Then take_screenshot() to verify before typing.

3. Required Wait Times

After This ActionWait Time
Opening Command Palette0.5s
Typing search text0.3s
Pressing Enter/Return0.5-1.0s
Command execution1.0-2.0s
Window/focus switch0.5s

Never rapid-fire actions - they may arrive out of order.

4. Use Batch Actions

Use run_actions() instead of separate tool calls to reduce latency and ensure ordering:

# Instead of 5 separate calls:
run_actions([
    {"action": "press_keys", "keys": ["Ctrl", "Shift", "p"]},
    {"action": "wait", "seconds": 0.5},
    {"action": "type_text", "text": "command"},
    {"action": "wait", "seconds": 0.3},
    {"action": "press_keys", "keys": ["Return"]}
])

5. SSH Scope Limitation

ssh_execute only reaches the first VM layer. For nested environments (VM → Citrix → Windows), use UI automation to type commands in the visible terminal.

6. Recovery Commands

ProblemSolution
Typed in wrong window (few chars)Escapeu (undo in Vim)
Multiple lines in wrong placeEscapeuuuuuuu
File corruptedEscape:e!Enter (reload)
VS Code revertCtrl+Shift+P → "Revert File"

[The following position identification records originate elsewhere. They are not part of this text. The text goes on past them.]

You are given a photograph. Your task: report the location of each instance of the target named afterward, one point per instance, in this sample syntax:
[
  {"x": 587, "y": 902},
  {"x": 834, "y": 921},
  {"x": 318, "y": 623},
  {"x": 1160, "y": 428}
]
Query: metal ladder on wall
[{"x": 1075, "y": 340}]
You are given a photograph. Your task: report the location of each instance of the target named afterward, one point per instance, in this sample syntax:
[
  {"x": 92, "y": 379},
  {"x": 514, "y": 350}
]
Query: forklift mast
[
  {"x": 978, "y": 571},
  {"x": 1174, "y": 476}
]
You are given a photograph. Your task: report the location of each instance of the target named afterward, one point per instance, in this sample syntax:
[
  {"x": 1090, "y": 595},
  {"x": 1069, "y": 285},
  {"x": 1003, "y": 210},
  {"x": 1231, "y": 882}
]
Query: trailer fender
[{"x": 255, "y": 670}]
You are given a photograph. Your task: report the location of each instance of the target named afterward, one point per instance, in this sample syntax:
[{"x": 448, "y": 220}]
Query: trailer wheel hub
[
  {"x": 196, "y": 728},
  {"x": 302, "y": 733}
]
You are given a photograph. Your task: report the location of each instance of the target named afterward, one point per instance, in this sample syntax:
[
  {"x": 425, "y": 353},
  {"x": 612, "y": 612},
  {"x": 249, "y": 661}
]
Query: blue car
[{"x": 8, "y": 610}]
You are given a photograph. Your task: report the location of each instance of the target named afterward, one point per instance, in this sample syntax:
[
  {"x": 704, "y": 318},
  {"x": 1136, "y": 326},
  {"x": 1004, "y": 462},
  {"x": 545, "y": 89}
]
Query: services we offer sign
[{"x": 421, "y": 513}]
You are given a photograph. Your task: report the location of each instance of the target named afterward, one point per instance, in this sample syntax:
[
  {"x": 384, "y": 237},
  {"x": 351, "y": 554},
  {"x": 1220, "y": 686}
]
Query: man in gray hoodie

7. Common Mistakes to Avoid

  1. Typing immediately after clicking terminal (focus may not have switched)
  2. Skipping screenshots to "save time"
  3. Using ssh_execute for nested environment commands
  4. Not waiting between actions
  5. Assuming focus switched without verification

Architecture

┌─────────────┐         SSH          ┌──────────────┐
│             │ ◄──────────────────► │              │
│  MCP Server │                      │   QEMU VM    │
│   (Host)    │                      │   (Linux)    │
│             │                      │              │
└──────┬──────┘                      └──────────────┘
       │                                    │
       │ MCP Protocol                       │
       │ (stdio)                            │
       │                                    │
       ▼                                    ▼
┌─────────────┐                      xdotool, scrot
│  LLM Client │                      X11 automation
│  (Claude)   │
└─────────────┘

Network topology:

┌────────────────────────────────────────────────────┐
│  Host (192.168.122.1)                              │
│  ┌──────────┐                                      │
│  │ virbr0   │◄── NAT bridge                        │
│  └────┬─────┘                                      │
│       │                                            │
│  ┌────┴─────┐                                      │
│  │ QEMU VM  │ 192.168.122.79                       │
│  │ (manjaro)│                                      │
│  └──────────┘                                      │
└────────────────────────────────────────────────────┘

UI Action Dispatch

All xdotool interactions are built from a small set of pure command builders (_type_cmd, _keys_cmd, _click_cmd, _move_cmd) so the shell command for an action is constructed in exactly one place. Each builder takes an already shlex.quote()d display string and returns the command to run on the VM; the builders also own input validation (key-name pattern, button map, click-count clamp) and the UTF-8 locale prefix for typing.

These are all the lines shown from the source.